Rackham student Gabrielle Peterson and the rest of the Racism Lab, an interdisciplinary group of scholars, attended the event together. She said Mills’s point about the lack of diversity in academia resonated with many of them. 

“Mills’s discussion of the demographics within research bodies in philosophy that influence and inform the misrepresentations of Black people and other minorities was extremely helpful in rethinking and reflecting on our own experiences in our respective disciplines,” Peterson said. 

Jessica Castellani, a graduate student at the University of Toledo, drove to the event with her classmates and her professor to hear Mills speak. Castellani said she is taking a class on critical race theory and has been reading Mills’s work in class.
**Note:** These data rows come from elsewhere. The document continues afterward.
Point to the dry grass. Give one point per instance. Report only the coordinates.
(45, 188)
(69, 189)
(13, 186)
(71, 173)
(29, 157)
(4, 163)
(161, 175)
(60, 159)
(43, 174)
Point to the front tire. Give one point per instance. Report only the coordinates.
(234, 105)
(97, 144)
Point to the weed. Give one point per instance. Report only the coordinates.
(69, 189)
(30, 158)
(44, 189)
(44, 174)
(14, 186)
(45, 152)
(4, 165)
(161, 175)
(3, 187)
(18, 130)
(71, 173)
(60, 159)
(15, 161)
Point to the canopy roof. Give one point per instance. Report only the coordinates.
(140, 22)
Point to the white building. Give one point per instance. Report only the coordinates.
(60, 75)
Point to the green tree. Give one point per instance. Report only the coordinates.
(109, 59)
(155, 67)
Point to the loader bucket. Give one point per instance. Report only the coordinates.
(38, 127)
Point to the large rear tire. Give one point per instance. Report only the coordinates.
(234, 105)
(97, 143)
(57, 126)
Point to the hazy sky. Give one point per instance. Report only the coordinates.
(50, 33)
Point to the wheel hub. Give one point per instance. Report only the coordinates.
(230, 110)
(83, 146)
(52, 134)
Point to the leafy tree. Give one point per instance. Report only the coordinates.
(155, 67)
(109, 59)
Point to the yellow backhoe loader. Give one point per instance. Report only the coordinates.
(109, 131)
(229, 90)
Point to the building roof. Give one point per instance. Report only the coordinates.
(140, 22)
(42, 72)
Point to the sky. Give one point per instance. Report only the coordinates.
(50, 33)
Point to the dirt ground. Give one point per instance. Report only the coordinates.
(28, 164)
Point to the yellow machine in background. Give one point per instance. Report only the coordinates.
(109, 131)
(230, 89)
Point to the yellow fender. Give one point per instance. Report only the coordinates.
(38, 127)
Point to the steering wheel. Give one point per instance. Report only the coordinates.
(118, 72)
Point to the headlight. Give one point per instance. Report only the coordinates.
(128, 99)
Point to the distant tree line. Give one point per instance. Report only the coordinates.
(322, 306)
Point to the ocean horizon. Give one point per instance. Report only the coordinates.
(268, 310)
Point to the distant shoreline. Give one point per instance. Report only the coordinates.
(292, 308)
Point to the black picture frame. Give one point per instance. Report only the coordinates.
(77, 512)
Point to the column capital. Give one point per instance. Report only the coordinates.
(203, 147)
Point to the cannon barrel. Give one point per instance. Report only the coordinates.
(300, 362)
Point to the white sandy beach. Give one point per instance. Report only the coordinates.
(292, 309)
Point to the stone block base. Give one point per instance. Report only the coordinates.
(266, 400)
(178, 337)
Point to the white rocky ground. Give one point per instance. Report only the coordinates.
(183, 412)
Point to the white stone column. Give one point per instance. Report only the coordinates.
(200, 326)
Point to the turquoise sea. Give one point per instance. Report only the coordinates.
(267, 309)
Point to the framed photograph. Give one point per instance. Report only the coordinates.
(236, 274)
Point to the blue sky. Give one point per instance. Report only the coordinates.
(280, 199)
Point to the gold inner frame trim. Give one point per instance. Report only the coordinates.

Castellani said she talked to classmates about the audience member who brought up reverse racism. She said she believes his anger is a product of the fear of having his rights taken away. 

“I wondered what Mills’s response would have been to the person who asked what we do about people — specifically white males — feeling as if they were losing some rights,” Castellani said. “It can be scary if there are laws that are going to change your life, but if you are afraid, then that’s the experience that people of color for a long time. I think those fears should honestly go away if you have empathy for other people.”

Tad Schmaltz, philosophy department chair at the University, said though he had hoped for a larger turnout, he enjoyed Mills’s talk and wishes more people had heard his message. 

“I think he’s right about the basic point that in political philosophy, there hasn’t been a consideration of issues of racial justice,” Schmaltz said. “And that’s a big oversight, given the deep history of racism in the United States. So I think it’s a very important point, and I think he made it well.”